Add note for non-interactive use of s_client

Fixes #8018 Documented the potential issue of premature connection closure in non-interactive environments, such as cron jobs, when using `s_client`. Added guidance on using the `-ign_eof` option and input redirection to ensure proper handling of `stdin` and completion of TLS session data exchange. Highlight potential issues with the `-ign_eof` flag and provide solutions for graceful disconnection in SMTP and HTTP/1.1 scenarios to avoid indefinite hangs.
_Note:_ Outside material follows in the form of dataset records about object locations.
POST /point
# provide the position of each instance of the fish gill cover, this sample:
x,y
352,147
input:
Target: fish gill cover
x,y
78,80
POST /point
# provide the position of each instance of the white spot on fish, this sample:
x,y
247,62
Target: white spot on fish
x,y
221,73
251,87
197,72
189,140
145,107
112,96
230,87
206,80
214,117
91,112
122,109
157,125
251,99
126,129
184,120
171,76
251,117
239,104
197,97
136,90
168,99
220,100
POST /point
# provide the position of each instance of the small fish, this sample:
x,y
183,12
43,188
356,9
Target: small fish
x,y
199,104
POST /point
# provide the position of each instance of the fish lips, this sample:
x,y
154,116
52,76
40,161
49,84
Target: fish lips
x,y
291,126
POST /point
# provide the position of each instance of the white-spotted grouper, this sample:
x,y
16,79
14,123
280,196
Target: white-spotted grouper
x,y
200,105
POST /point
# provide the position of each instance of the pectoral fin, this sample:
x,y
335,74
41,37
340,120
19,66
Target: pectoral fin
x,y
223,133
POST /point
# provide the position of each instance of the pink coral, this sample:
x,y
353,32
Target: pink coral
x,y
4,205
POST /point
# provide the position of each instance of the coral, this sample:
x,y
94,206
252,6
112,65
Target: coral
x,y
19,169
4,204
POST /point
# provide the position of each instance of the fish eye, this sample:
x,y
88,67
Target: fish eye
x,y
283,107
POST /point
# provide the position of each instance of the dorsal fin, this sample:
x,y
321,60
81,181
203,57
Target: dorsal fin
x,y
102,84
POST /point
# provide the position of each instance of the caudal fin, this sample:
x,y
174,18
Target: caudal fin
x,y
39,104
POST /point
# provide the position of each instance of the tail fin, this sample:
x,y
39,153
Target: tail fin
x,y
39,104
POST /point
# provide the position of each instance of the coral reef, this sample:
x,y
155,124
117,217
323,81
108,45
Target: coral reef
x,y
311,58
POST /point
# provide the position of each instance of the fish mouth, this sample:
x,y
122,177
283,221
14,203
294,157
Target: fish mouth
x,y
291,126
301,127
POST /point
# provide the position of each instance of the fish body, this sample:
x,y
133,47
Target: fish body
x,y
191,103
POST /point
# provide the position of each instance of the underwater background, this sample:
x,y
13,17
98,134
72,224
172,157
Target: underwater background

Reviewed-by: Paul Dale <ppzgs1@gmail.com> Reviewed-by: Viktor Dukhovni <viktor@openssl.org> Reviewed-by: Tomas Mraz <tomas@openssl.org> (Merged from https://github.com/openssl/openssl/pull/25311)
2025-04-06 20:20:50 +08:00 · 2024-08-28 21:54:12 +02:00 · 2024-08-28 21:54:12 +02:00 · 26521fdcf4
commit 26521fdcf4
parent d52e92f835
1 changed files with 45 additions and 0 deletions
--- a/doc/man1/openssl-s_client.pod.in
+++ b/doc/man1/openssl-s_client.pod.in
@ -1007,6 +1007,51 @@ option: any verify errors are then returned aborting the handshake.
 The B<-bind> option may be useful if the server or a firewall requires
 connections to come from some particular address and or port.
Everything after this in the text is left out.